ABU DHABI (Reuters) - Lewis Hamilton bared body and soul on Sunday after stripping down to his waist on the podium following his victory in the season-ending Abu Dhabi Grand Prix.
The Mercedes driver, who had already clinched his fifth Formula One championship, has a large cross and the words ‘Still I rise’ tattooed prominently on his back, with plenty of ink elsewhere as well.
The Briton said he had wanted to use it as an inspiration for others.
“I’ve always kind of wanted to do it, because I wanted to show ‘Still I rise’,” he told Sky Sports television when asked about his celebrations.
“And I think it was the perfect moment because that’s really how it’s been this year.”

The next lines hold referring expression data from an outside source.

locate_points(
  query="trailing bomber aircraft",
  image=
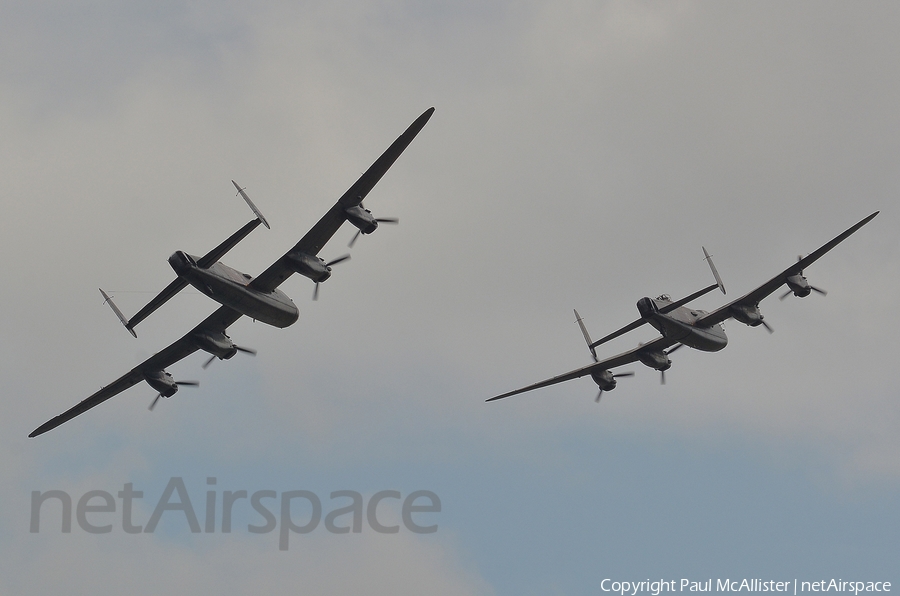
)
(683, 326)
(241, 294)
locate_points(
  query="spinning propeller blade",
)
(340, 259)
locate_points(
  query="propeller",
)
(250, 351)
(391, 220)
(600, 393)
(186, 383)
(662, 373)
(811, 287)
(340, 259)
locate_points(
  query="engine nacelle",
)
(746, 314)
(217, 344)
(162, 382)
(310, 266)
(798, 285)
(362, 218)
(182, 262)
(658, 360)
(647, 307)
(604, 380)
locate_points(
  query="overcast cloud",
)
(579, 156)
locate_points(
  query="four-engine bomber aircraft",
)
(239, 293)
(683, 326)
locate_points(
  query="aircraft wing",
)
(660, 343)
(325, 228)
(753, 297)
(220, 320)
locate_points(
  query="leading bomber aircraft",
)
(683, 326)
(241, 294)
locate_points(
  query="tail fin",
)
(587, 337)
(108, 300)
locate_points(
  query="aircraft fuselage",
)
(231, 288)
(679, 324)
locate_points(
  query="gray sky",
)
(579, 156)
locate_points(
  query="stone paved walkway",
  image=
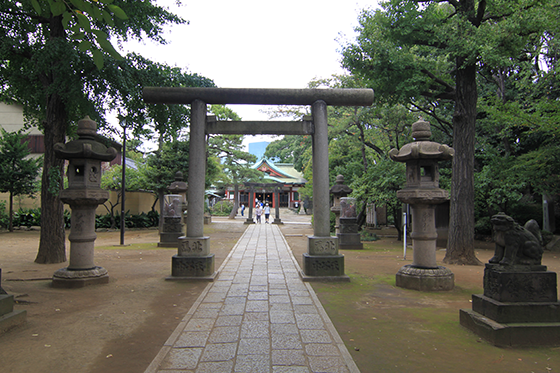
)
(258, 316)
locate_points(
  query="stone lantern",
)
(422, 192)
(339, 190)
(174, 207)
(83, 194)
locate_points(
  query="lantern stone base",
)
(323, 267)
(519, 307)
(66, 278)
(425, 279)
(192, 268)
(520, 283)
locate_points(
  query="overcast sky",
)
(258, 43)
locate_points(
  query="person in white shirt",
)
(266, 213)
(258, 213)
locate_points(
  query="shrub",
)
(27, 217)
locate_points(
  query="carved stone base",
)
(192, 268)
(66, 278)
(169, 239)
(322, 245)
(194, 246)
(350, 241)
(425, 279)
(520, 283)
(323, 267)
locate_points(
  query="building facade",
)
(281, 175)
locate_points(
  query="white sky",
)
(258, 43)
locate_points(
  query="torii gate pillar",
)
(193, 260)
(322, 259)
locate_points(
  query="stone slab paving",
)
(258, 316)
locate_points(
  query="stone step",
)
(513, 334)
(8, 317)
(6, 304)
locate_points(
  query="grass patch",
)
(136, 246)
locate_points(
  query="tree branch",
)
(448, 88)
(443, 125)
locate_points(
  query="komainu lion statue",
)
(516, 244)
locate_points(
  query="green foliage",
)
(142, 220)
(18, 173)
(27, 217)
(4, 217)
(366, 235)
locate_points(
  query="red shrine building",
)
(276, 174)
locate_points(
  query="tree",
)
(18, 174)
(51, 54)
(424, 53)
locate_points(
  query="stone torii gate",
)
(322, 260)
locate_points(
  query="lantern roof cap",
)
(422, 148)
(85, 146)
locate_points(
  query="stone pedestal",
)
(349, 238)
(172, 227)
(193, 260)
(425, 279)
(171, 231)
(519, 307)
(322, 261)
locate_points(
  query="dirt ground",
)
(390, 329)
(120, 327)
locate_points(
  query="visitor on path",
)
(266, 213)
(258, 213)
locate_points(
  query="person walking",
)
(266, 213)
(258, 213)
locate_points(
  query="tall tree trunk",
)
(460, 246)
(11, 225)
(235, 202)
(52, 247)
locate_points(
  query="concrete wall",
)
(11, 119)
(136, 202)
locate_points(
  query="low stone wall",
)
(136, 202)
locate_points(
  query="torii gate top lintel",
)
(258, 96)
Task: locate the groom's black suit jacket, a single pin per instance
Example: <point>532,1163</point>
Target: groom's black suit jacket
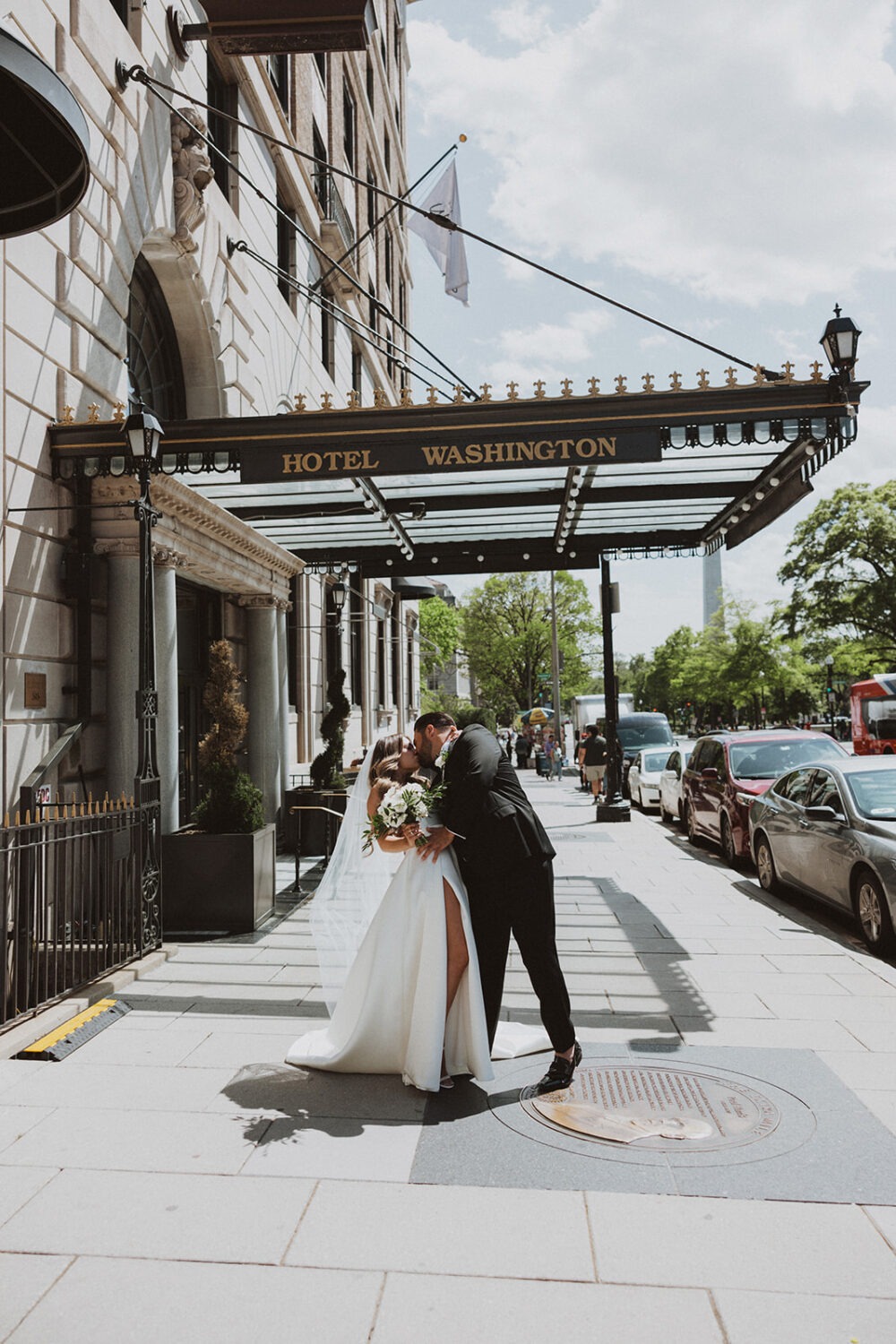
<point>485,804</point>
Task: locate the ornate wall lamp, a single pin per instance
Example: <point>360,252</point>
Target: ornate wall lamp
<point>142,435</point>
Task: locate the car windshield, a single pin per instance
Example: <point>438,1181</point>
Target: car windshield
<point>634,736</point>
<point>874,793</point>
<point>769,760</point>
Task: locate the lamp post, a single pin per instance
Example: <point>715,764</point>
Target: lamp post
<point>829,691</point>
<point>840,341</point>
<point>616,808</point>
<point>142,435</point>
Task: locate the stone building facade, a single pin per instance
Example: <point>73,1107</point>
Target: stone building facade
<point>137,296</point>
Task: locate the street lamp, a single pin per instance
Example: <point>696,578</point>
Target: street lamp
<point>840,341</point>
<point>829,691</point>
<point>142,435</point>
<point>338,597</point>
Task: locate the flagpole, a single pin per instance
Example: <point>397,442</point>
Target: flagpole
<point>383,218</point>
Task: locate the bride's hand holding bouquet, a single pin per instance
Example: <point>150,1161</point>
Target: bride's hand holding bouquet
<point>401,812</point>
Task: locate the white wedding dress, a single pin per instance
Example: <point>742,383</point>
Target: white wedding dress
<point>378,921</point>
<point>390,1015</point>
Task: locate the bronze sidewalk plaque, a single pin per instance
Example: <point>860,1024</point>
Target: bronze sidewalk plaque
<point>659,1107</point>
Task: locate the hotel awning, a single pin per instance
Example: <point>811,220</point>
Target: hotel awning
<point>45,142</point>
<point>497,486</point>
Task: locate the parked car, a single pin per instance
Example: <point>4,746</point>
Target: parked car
<point>645,774</point>
<point>670,806</point>
<point>831,830</point>
<point>729,771</point>
<point>637,731</point>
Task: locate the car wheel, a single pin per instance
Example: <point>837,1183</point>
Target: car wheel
<point>872,913</point>
<point>766,866</point>
<point>727,840</point>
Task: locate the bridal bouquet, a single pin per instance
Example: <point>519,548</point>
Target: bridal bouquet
<point>402,806</point>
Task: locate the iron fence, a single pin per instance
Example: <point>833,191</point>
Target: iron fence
<point>72,900</point>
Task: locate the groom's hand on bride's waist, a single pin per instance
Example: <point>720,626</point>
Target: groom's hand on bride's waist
<point>435,841</point>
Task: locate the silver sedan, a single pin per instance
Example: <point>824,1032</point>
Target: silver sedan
<point>831,831</point>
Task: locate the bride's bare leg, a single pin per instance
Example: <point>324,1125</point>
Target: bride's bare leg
<point>457,956</point>
<point>457,953</point>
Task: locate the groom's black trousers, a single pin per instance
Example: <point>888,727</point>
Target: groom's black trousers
<point>520,902</point>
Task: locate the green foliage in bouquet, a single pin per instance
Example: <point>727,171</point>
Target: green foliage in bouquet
<point>230,803</point>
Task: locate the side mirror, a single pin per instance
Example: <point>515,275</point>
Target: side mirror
<point>823,814</point>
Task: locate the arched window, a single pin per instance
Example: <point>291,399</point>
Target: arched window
<point>153,357</point>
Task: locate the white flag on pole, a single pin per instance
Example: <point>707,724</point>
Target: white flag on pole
<point>445,245</point>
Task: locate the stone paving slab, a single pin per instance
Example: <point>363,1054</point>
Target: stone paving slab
<point>145,1301</point>
<point>16,1121</point>
<point>26,1279</point>
<point>126,1140</point>
<point>801,1319</point>
<point>18,1185</point>
<point>237,1219</point>
<point>430,1230</point>
<point>482,1311</point>
<point>729,1244</point>
<point>132,1086</point>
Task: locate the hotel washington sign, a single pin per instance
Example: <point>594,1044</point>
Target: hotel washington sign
<point>440,437</point>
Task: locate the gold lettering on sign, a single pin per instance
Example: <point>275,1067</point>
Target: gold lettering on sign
<point>341,460</point>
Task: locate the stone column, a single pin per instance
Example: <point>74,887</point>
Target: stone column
<point>263,737</point>
<point>288,750</point>
<point>167,726</point>
<point>121,664</point>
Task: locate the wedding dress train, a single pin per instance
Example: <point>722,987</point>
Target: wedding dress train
<point>390,1015</point>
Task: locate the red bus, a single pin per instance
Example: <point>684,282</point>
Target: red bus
<point>874,711</point>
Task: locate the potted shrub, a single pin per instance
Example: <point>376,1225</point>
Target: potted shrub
<point>220,873</point>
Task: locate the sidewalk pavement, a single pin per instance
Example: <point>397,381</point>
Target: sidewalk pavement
<point>174,1177</point>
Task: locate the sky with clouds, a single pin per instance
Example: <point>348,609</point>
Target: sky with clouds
<point>726,168</point>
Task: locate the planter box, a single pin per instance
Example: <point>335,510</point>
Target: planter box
<point>218,883</point>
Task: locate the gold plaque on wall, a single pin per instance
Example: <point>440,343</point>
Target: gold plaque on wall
<point>35,691</point>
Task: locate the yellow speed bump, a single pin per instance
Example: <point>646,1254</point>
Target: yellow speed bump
<point>74,1032</point>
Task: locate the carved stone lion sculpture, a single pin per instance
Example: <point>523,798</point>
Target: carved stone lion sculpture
<point>193,172</point>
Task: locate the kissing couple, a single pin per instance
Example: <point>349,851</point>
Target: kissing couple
<point>413,938</point>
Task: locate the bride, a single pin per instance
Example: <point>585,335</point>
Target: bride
<point>398,967</point>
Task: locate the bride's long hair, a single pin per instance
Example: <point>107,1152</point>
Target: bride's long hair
<point>384,763</point>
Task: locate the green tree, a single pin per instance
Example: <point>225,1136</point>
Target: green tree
<point>841,564</point>
<point>230,801</point>
<point>505,632</point>
<point>440,634</point>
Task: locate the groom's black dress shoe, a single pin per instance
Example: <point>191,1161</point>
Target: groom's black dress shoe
<point>559,1074</point>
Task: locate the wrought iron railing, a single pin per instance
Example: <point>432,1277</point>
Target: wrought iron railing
<point>335,210</point>
<point>72,900</point>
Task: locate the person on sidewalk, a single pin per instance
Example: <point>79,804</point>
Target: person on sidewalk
<point>505,860</point>
<point>594,760</point>
<point>409,999</point>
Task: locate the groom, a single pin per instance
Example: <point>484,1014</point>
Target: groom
<point>505,860</point>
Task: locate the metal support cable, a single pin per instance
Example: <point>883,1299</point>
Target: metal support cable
<point>383,217</point>
<point>298,228</point>
<point>145,78</point>
<point>354,324</point>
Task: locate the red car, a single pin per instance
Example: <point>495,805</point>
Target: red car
<point>728,771</point>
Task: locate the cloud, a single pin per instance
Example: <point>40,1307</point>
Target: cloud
<point>735,150</point>
<point>546,349</point>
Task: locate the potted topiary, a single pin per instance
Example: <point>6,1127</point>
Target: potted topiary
<point>220,873</point>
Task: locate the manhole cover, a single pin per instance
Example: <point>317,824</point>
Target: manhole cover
<point>656,1107</point>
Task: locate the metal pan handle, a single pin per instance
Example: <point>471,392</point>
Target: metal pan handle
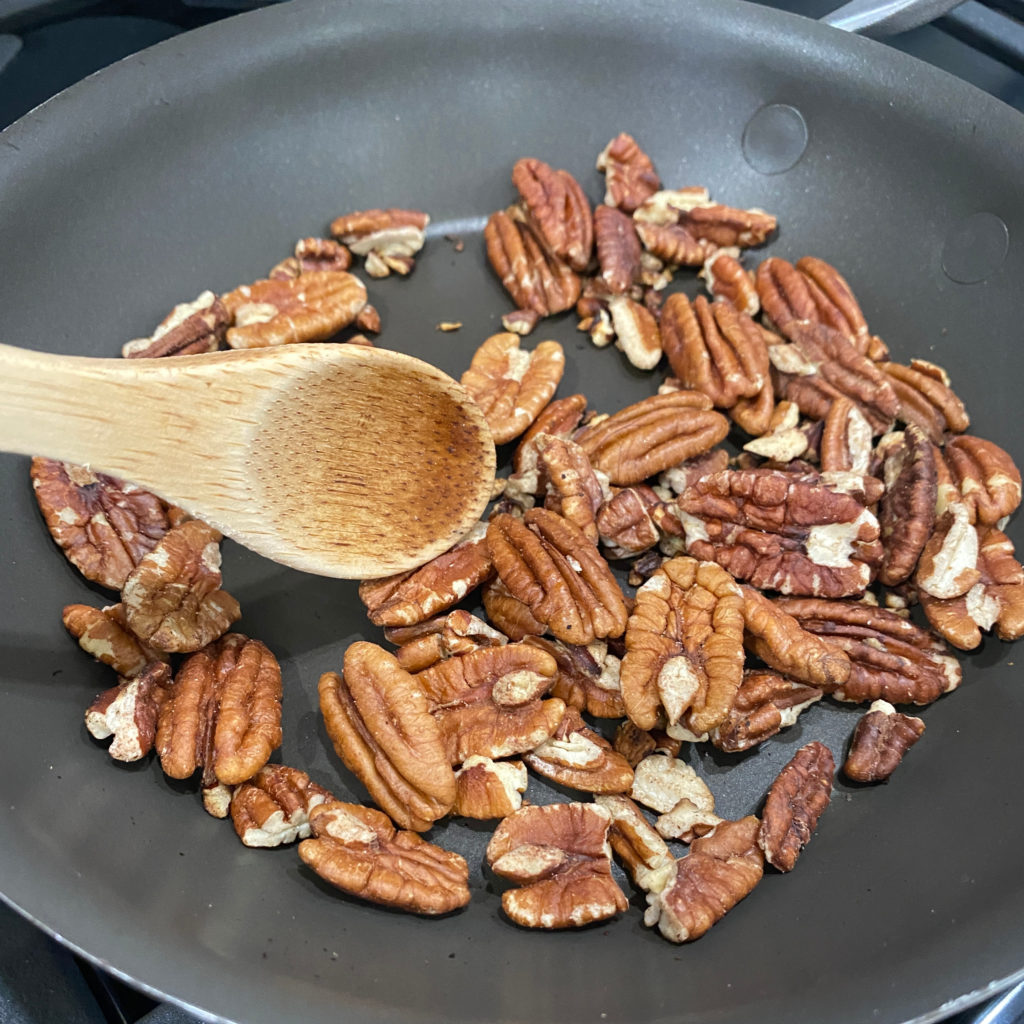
<point>887,17</point>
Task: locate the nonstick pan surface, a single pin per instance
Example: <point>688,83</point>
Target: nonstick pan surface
<point>197,165</point>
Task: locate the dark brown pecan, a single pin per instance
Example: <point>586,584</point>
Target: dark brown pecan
<point>906,510</point>
<point>881,738</point>
<point>718,872</point>
<point>797,534</point>
<point>796,801</point>
<point>651,435</point>
<point>891,657</point>
<point>629,174</point>
<point>103,525</point>
<point>556,209</point>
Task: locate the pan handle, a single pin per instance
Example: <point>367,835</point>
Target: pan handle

The Briton ended the season with 11 wins, equalling his best for a campaign, but the year did not start out that way with Ferrari’s Sebastian Vettel winning the first two and Hamilton on the back foot.
For much of the first half of the season, the champion was telling people he did not have the quickest car but he and Mercedes came back strongly after the August break and reaped the rewards.
Hamilton, Formula One’s first black champion who has risen from an under-privileged background to success and wealth beyond his dreams, urged people to read ‘Still I Rise’, a poem by American Maya Angelou.
“Please go and read it because it applies to anyone who’s stumbling and falling,” he said.
“Look at Billy Monger, he’s been a real inspiration to me this year,” he added, referring to the young British driver who lost both his legs in a Formula Four crash last year but came back to stand on the podium in Formula Three in March.
“He probably looks up to me because he wants to be in Formula One but what he’s done...that’s really what ‘Still I Rise’ is all about,” said Hamilton.
The Briton has broken new ground this season, for the first time in his career winning races after he has clinched the championship.
“I really wanted to end the season strong and I think on a personal note I was able to do that,” he said.
“I wanted to end the way I plan to start next year, and that was kind of the new psyche.
“I’ve grown, I’ve understood myself more,” he said, when asked what he had learned. “I’ve just been able to be a better me all year long and that’s never going to stop.
“I’m going to continue to try and work on that and on the output, on the energy I’m projecting to people, my commitment to all the different things I have.”